London Welsh 39 Coventry 30

Coventry's hopes of a moneyspinning Powergen Trophy run disappeared in the London gloom yesterday.

This was the fifth occasion these one-time cup giants have met in the national knockout competition and Coventry have still to register a win.

They can only look to themselves for the reasons the sorry sequence continued as they lost to a Welsh side which has only one league win to their name this season and is obviously low on confidence.

Continuing their habit of conceding early points, Coventry shipped three converted tries inside the opening 19 minutes to trail 21-3.

They recovered to trim the gap to four points, only to let in the home side again for a fourth score before the halftime break.

Although they then clawed their way back to 32-30 with referee Richard Draper indicating that they were 15 minutes still to play, they spent the rest of the tie pinned in their own half, conceded a string of penalties and were finally floored by a converted try in the seventh minute of added time.

It was a sorry display to end a run of four successive wins and coach Mike Umaga was bitterly disappointed with the capitulation. "When you give a team 21 points like that, it's asking a lot of you and when players don't front up, it's even more upsetting," he said.

"If it was complacency, we have nothing to be complacent about. We'd won four games, but other than that, we have done nothing.

"Defensively, we were rubbish and there is no excuse for that.

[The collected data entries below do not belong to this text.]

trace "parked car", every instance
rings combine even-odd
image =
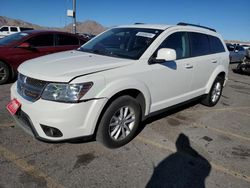
[[[30,30],[0,40],[0,84],[15,76],[24,61],[39,56],[76,49],[86,38],[59,31]]]
[[[29,27],[18,27],[18,26],[2,26],[0,27],[0,38],[6,37],[8,35],[18,33],[21,31],[33,30]]]
[[[242,62],[246,56],[246,50],[237,44],[227,44],[229,51],[230,63]]]
[[[242,44],[241,46],[242,46],[245,50],[250,49],[250,45],[247,45],[247,44]]]
[[[216,105],[228,65],[229,52],[214,29],[120,26],[78,50],[20,65],[7,109],[40,140],[94,136],[116,148],[159,110],[197,97]]]

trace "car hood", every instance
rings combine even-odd
[[[28,60],[18,67],[18,72],[39,80],[69,82],[77,76],[103,72],[131,63],[132,60],[73,50]]]

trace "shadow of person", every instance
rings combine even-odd
[[[147,188],[203,188],[211,170],[210,163],[191,146],[186,135],[176,140],[176,153],[164,159],[155,169]]]

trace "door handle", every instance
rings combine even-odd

We've missed a great opportunity for us as players and for the club.

"Outside the league, this is the silverware on offer and we have let ourselves down."

Coventry went behind inside two minutes when Jon Higgins missed an opportunity to find touch from a penalty and London Welsh ran the ball back down the field for centre Duncan Hayward to cross by the posts, Lee Cholewa converting.

James Moore kicked a penalty in reply, but Welsh continued to move the ball crisply and found further gaps in the cover for Cholewa and winger John Swords to add converted tries.

Kurt Johnson's angled run split apart the home defence for Coventry's first try and Gareth Gravell broke off a maul to claim a second score, Moore converting both to bring the margin back to 21-17.

However, Welsh regained their momentum and Gareth Swales completed a move which began in his own 22 for the fourth home try and Cholewa added a penalty to push the gap back up to 12 points at the change.

Cholewa kicked a penalty within two minutes of the restart and although Coventry dominated for the next half-hour, all they had to show for their efforts were two Moore penalties before skipper Ben Gulliver finished off a sweeping move, Moore converting.

There was plenty of time left for Coventry to makwe inroads into the lead, but it was the last occasion they threatened and Jim Brownrigg's late try, converted by Cov old boy Mark Meenan, finished them off.